Bug 168594

Summary: [WebRTC][Mac] Network process sandbox does not allow WebRTC networking
Product: WebKit Reporter: youenn fablet <youennf>
Component: WebKit2Assignee: youenn fablet <youennf>
Status: RESOLVED FIXED    
Severity: Normal CC: achristensen, bfulgham, buildbot, commit-queue, eric.carlson, rniwa
Priority: P2    
Version: WebKit Nightly Build   
Hardware: Unspecified   
OS: Unspecified   
Attachments:
Description Flags
Patch
none
Archive of layout-test-results from ews105 for mac-elcapitan-wk2
none
Patch
none
Patch for landing none

Description youenn fablet 2017-02-20 07:21:46 PST 
Network process sandbox does not allow WebRTC networking
Comment 1 youenn fablet 2017-02-20 07:25:19 PST 
Created attachment 302143 [details]
Patch
Comment 2 Build Bot 2017-02-20 08:13:03 PST 
Comment on attachment 302143 [details]
Patch

Attachment 302143 [details] did not pass mac-wk2-ews (mac-wk2):
Output: http://webkit-queues.webkit.org/results/3159660

Number of test failures exceeded the failure limit.
Comment 3 Build Bot 2017-02-20 08:13:06 PST 
Created attachment 302147 [details]
Archive of layout-test-results from ews105 for mac-elcapitan-wk2

The attached test failures were seen while running run-webkit-tests on the mac-wk2-ews.
Bot: ews105  Port: mac-elcapitan-wk2  Platform: Mac OS X 10.11.6
Comment 4 youenn fablet 2017-02-20 14:50:27 PST 
Created attachment 302173 [details]
Patch
Comment 5 youenn fablet 2017-02-20 14:51:59 PST 
(In reply to comment #3)
> Created attachment 302147 [details]
> Archive of layout-test-results from ews105 for mac-elcapitan-wk2
> 
> The attached test failures were seen while running run-webkit-tests on the
> mac-wk2-ews.
> Bot: ews105  Port: mac-elcapitan-wk2  Platform: Mac OS X 10.11.6

ElCapitain does not know about with-filter.
Inlining its definition into NetworkProcess sandbox should fix the issue.
Comment 6 Brent Fulgham 2017-02-21 11:57:16 PST 
Comment on attachment 302173 [details]
Patch

View in context: https://bugs.webkit.org/attachment.cgi?id=302173&action=review

I misunderstood what you described to me in person -- this is absolutely a better approach than my first attempt. r=me.

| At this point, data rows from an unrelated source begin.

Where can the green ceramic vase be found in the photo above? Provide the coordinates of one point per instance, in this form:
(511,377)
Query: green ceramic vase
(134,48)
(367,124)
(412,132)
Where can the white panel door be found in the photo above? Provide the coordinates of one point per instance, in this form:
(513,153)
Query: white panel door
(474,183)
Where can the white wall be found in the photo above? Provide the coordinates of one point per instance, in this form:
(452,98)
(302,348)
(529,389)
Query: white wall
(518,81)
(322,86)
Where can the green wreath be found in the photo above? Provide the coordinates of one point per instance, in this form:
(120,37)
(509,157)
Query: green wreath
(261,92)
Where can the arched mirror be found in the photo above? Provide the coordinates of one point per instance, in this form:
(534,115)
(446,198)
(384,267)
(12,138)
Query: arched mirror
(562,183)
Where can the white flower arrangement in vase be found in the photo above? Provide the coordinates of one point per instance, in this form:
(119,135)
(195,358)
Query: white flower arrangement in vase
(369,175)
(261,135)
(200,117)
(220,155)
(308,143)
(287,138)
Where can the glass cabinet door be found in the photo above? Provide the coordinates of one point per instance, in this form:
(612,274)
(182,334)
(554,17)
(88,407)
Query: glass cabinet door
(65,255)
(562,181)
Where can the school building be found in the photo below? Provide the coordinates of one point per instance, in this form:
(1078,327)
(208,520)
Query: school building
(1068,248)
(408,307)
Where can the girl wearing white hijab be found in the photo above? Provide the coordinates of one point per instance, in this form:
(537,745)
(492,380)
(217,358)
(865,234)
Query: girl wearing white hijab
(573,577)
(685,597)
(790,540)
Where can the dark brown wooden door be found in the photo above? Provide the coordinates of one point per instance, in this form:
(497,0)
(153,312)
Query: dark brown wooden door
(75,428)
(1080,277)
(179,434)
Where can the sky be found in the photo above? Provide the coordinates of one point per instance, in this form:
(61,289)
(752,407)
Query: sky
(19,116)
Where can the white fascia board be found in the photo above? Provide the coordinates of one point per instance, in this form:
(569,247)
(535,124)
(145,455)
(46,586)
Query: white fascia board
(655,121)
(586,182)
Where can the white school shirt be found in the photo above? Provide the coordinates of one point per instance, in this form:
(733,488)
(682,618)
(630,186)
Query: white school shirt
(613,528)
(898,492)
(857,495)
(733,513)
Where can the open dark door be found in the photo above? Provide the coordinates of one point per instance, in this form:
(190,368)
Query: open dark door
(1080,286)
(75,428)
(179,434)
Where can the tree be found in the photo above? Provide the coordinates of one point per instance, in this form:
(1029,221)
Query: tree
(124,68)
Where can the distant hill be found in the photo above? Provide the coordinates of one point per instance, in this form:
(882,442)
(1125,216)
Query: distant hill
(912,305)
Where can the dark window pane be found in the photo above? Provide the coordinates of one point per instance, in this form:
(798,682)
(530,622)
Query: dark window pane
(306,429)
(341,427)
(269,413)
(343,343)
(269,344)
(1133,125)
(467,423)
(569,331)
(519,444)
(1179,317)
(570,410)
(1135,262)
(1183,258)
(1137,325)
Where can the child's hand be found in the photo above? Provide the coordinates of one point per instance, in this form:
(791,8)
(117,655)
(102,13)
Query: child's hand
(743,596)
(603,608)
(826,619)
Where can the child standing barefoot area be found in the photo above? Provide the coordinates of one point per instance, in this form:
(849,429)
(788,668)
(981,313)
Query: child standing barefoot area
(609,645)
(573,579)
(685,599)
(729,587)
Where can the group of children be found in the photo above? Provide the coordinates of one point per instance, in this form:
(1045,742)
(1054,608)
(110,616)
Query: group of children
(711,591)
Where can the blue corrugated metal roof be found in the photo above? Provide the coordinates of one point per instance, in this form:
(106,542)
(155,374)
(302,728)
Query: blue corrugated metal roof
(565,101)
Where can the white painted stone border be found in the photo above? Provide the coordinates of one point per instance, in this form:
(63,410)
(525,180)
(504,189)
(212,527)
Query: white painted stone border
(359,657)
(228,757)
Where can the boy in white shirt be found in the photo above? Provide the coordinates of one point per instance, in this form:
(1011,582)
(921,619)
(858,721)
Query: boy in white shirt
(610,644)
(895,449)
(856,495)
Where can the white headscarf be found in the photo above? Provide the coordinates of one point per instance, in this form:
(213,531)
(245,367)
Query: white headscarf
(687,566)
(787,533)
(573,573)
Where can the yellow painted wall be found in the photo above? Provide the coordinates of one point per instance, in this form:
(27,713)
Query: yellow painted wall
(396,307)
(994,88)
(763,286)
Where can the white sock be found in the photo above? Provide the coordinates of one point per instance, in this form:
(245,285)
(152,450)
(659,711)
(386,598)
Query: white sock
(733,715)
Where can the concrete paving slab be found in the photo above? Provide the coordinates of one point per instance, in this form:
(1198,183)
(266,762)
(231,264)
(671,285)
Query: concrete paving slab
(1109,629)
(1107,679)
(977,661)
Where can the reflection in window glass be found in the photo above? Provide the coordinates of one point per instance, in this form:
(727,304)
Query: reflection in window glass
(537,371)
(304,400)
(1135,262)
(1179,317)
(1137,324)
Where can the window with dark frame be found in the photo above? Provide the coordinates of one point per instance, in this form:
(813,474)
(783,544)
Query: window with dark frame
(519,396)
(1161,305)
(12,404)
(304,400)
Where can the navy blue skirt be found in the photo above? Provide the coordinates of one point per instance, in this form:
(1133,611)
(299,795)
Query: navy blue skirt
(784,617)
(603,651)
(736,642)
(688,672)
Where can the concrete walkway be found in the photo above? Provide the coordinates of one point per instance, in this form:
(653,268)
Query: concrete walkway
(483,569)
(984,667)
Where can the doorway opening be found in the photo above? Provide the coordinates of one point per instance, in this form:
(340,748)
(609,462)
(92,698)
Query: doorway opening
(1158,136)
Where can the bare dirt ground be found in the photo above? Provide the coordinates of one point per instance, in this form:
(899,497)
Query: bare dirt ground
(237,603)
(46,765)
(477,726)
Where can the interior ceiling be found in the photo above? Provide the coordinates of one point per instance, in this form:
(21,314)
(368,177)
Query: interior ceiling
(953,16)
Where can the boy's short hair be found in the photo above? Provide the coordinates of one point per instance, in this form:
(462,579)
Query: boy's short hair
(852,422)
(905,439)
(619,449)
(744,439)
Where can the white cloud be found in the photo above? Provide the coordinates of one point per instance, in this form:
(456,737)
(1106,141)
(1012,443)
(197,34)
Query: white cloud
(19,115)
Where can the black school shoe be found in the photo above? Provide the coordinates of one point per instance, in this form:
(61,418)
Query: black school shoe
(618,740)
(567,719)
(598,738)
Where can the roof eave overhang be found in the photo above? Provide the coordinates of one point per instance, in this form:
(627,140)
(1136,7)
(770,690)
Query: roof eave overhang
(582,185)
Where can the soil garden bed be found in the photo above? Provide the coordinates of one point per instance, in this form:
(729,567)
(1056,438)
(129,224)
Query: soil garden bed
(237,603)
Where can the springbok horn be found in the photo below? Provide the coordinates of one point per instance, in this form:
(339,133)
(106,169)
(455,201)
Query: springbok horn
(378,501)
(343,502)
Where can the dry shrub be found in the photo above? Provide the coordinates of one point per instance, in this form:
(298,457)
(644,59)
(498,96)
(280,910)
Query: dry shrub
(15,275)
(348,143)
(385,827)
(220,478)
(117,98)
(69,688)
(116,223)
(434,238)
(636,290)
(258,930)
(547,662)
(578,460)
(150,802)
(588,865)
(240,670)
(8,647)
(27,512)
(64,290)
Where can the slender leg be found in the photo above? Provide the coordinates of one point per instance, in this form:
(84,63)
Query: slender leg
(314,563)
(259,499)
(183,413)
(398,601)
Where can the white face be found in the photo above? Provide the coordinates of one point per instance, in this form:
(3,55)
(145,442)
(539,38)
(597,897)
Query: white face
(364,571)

> Source/WebKit2/NetworkProcess/mac/com.apple.WebKit.NetworkProcess.sb.in:212
> +(macro (with-filter form)

"with-filter" is now defined in the core Sandboxing language. I don't think you need to redefine this here.

> Source/WebKit2/NetworkProcess/mac/com.apple.WebKit.NetworkProcess.sb.in:247
> +(with-filter (extension "com.apple.webkit.webrtc")

Much better than my approach!
Comment 7 youenn fablet 2017-02-21 12:45:14 PST 
Thanks for the review.

(In reply to comment #6)
> Comment on attachment 302173 [details]
> Patch
> 
> View in context:
> https://bugs.webkit.org/attachment.cgi?id=302173&action=review
> 
> I misunderstood what you described to me in person -- this is absolutely a
> better approach than my first attempt. r=me.
> 
> > Source/WebKit2/NetworkProcess/mac/com.apple.WebKit.NetworkProcess.sb.in:212
> > +(macro (with-filter form)
> 
> "with-filter" is now defined in the core Sandboxing language. I don't think
> you need to redefine this here.

I needed to add it for ElCapitan.
Comment 8 youenn fablet 2017-02-21 12:54:04 PST 
Created attachment 302295 [details]
Patch for landing
Comment 9 WebKit Commit Bot 2017-02-21 13:32:42 PST 
Comment on attachment 302295 [details]
Patch for landing

Clearing flags on attachment: 302295

Committed r212746: <http://trac.webkit.org/changeset/212746>
Comment 10 WebKit Commit Bot 2017-02-21 13:32:46 PST 
All reviewed patches have been landed.  Closing bug.